By leveraging the expertise of our team, Alvys has developed a TMS that addresses the pain points faced by freight companies. Our solution offers:

  1. Optimized workflows that streamline operations and drive revenue growth. Rehan shares, “Alvys was born from Nick’s needs when growing his brokerage business.” Nick could not find any software to fit his needs in the marketplace, “so he developed Alvys and was able to drive revenue past $100M, which then prompted him to bring Alvys to market for carriers, shippers, and brokers to benefit.”
  2. Accurate handling of freight-specific terminology and processes. Patrick Dragutan emphasizes, “Roughly 30-40% of terms we use in freight are specific to our industry: tenders, ELDs, load boards, accessorials, POD, BOL, Lumper… etc.” Alvys makes sure to use these exact terms to make actions as unambiguous as possible since “different words can mean different things, such as an invoice vs a billing file.” As Emily puts it, “Being able to speak supply chain is crucial in order to truly understand what someone is saying.”
  3. Seamless integrations with existing systems and technologies.

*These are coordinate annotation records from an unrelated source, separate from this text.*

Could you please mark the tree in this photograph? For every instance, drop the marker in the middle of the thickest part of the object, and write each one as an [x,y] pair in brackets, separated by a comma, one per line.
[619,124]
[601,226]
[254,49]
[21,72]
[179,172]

Patrick adds, “keeping your tech stack in one platform, such as EFS, fuel, tracking, communications with drivers, and paperwork, allows you to easily connect everything to the right load to avoid errors, eliminate double entry, and make auditing easier.”
  4. Scalability and flexibility to adapt to different operational models. Rehan notes, “No software is going to be perfect for every transportation organization. Having staff from the industry heavily influences the UI and workflows to make effective freight tech. This is exactly how Alvys develops our optimized workflows.”
  5. Data-driven decision making. This is important to provide to our customers in two ways: one, ensuring new features and solutions address real-world problems effectively and two, providing our customers with their data such as “real-time tracking, reporting, and analytics to enhance decision-making.”
  6. User-friendly interfaces that balance simplicity and functionality. For example, Patrick mentions that with Alvys you get unlimited users and business divisions so “each user has their name attached to their work. We don’t encourage using same accounts, so you can easily see who did what and at what time.”

In the words of Patrick Dragutan, “We listen to users’ pain points, address them, and add value. Our goal is to help customers grow their business successfully. If they’re successful, then so are we.”

At Alvys, our success is directly tied to the success of our customers. By building freight tech solutions that are grounded in real-world experience and a deep understanding of the industry, we empower freight companies to overcome challenges, optimize their operations, and achieve sustainable growth.